Even certified open source apps will face a high hurdle in clinical applications close to patient care. "We require very high reliability, stability, and change control, so open source enterprise clinical applications may not be a good fit," says John Halamka, CIO of Harvard Medical School and of CareGroup, which runs several Boston-area hospitals. CareGroup uses Linux and the StarOffice productivity suite extensively.
MICROSOFT'S 'PIECEMEAL' PLANS
Microsoft hasn't mapped out exactly how it will go after the health care market. Microsoft last year purchased Azyxxi, a system for hospitals to access and share patient medical data. On the consumer side, Microsoft said it's buying Medstory, which has a Web search tool specialized for health information. "The perception of our actions may be piecemeal, but we're just getting started," says Peter Neupert, Microsoft's VP for health strategy. Windows is also critical, of course. Vendors offer health care applications on the Windows platform, including McKesson (clinical apps), Allscripts (e-prescribing), and NexGen (EMR).
For health care providers, no matter which apps they choose, compatibility will be critical. Standardized information exchange could reduce U.S. health care costs, the Center for Information Technology Leadership estimates, with further savings through more efficient operations.

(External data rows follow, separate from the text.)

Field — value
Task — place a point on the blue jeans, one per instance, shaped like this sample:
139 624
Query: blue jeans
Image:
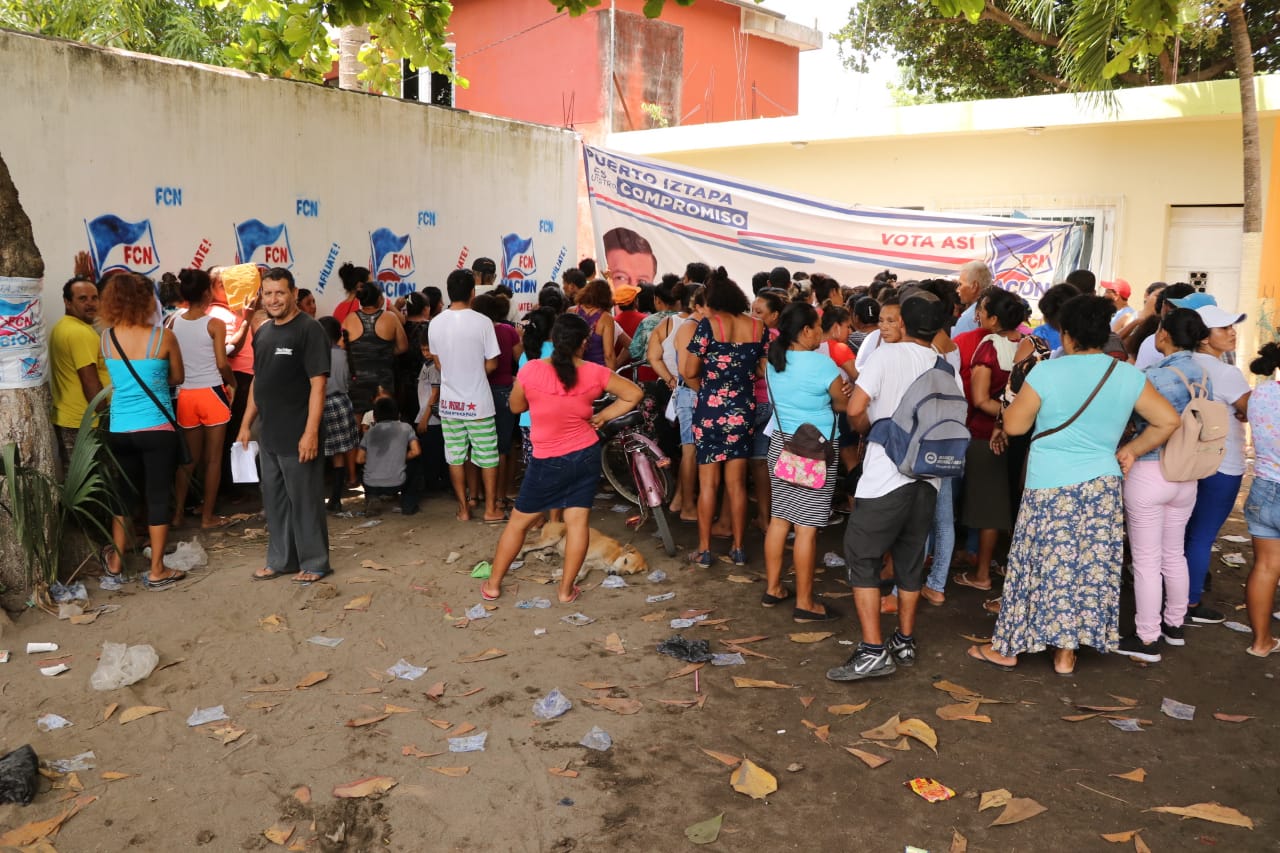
942 541
1215 496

The industry, through efforts like the CCHIT and the Health Information Technology Standards Panel, is creating standards for proprietary and open source vendors to adopt.
Momentum is growing for health care IT. Nearly seven in 10 hospitals have fully or partially implemented e-health record systems, according to a survey of 1,500 community hospitals by the American Hospital Association released last week. Half report moderate or high use of IT tools in 2006, up from 37% in 2005. Doctors are still a holdout: Only 11% use e-health records, an Accenture survey finds.
Nothing Microsoft or open source developers do, by themselves, will be enough to push the laggards to change. But if nothing else, they should provide a second opinion for health care organizations that think the old approach is good enough.